I’ve been asked more times than I can remember, “How do you calculate the real average position?” The good news is that everyone asking realizes that taking an average of an average will get you in trouble. The bad news is they still don’t know how to actually calculate the true average position. In this post, I’m going to run through the methodology and a dummy example in Excel.
Let’s start by looking at the dummy data.
We have date, campaign, impressions, and average position. The end goal could be to calculate average position by date or by campaign.
The reason we can’t just take an average of average position, basically, is the differences in impression volume. We need to account for the impression volume by calculating a weighted average instead of an average of an average.

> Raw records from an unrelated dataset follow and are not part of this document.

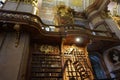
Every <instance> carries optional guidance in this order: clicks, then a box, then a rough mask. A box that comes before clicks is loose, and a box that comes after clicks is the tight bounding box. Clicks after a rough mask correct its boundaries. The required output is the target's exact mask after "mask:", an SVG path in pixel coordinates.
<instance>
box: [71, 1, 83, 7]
mask: <svg viewBox="0 0 120 80" xmlns="http://www.w3.org/2000/svg"><path fill="white" fill-rule="evenodd" d="M82 2H83V1H82V0H72V1H71V4H72V5H73V6H76V7H81V6H82V4H83V3H82Z"/></svg>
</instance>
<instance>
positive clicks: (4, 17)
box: [0, 10, 118, 40]
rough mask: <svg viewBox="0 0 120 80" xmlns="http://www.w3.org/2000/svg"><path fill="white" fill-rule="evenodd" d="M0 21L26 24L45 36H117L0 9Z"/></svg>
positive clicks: (19, 23)
mask: <svg viewBox="0 0 120 80" xmlns="http://www.w3.org/2000/svg"><path fill="white" fill-rule="evenodd" d="M0 22H6V23H7V22H9V23H15V24H20V25H21V24H23V25H27V26H29V27H31V28H34V29H37V30H38V31H39V32H40V33H41V34H43V35H47V36H65V35H69V34H77V35H86V36H88V37H90V38H97V39H103V40H118V38H117V37H114V36H115V34H114V33H113V32H110V31H101V30H91V29H89V28H86V27H83V26H81V25H76V24H72V25H71V24H67V25H61V26H55V25H48V24H45V23H43V22H42V20H41V19H40V17H38V16H36V15H33V14H30V13H25V12H16V11H6V10H0ZM93 33H95V34H93ZM100 34H104V35H100Z"/></svg>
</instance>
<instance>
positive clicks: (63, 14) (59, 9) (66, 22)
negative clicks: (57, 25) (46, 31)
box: [54, 5, 73, 25]
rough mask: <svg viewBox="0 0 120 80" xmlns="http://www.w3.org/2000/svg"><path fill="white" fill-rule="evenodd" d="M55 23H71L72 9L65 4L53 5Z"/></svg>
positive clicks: (56, 23) (57, 23) (71, 22)
mask: <svg viewBox="0 0 120 80" xmlns="http://www.w3.org/2000/svg"><path fill="white" fill-rule="evenodd" d="M54 20H55V25H66V24H73V9H71V8H70V7H67V6H65V5H57V6H56V7H55V17H54Z"/></svg>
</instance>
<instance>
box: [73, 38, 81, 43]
mask: <svg viewBox="0 0 120 80" xmlns="http://www.w3.org/2000/svg"><path fill="white" fill-rule="evenodd" d="M75 41H76V42H77V43H82V42H83V39H82V37H77V38H75Z"/></svg>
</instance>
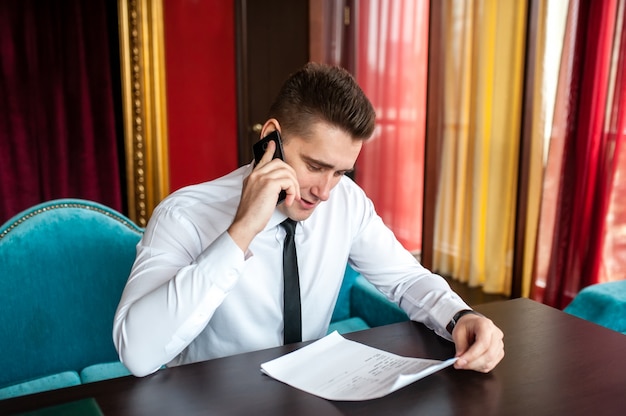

The first step is to multiply average position and impressions in the raw data, creating a metric I usually label “Avg Pos Index”. Fill this formula down for all rows.
We can now make a pivot table off of this data and create a calculated field for our true average position. It’s simply the sum of the average position index divided by the sum of impressions.
And that’s it! Now we can easily see the true average position by date or campaign just by changing the layout of the pivot table.
A couple of parting thoughts:
- I ran through this example in Excel, but the same methodology will work in Tableau, SQL, or whatever tool you are using.
- PLA’s will wreck your average position calculation. You obviously don’t want to include them as PLA’s don’t have a position in the same sense as regular paid search ads, but they are typically still included in search reports that pull average position. Just make sure you remove PLA’s by filtering them out from your average position pivot/dashboard.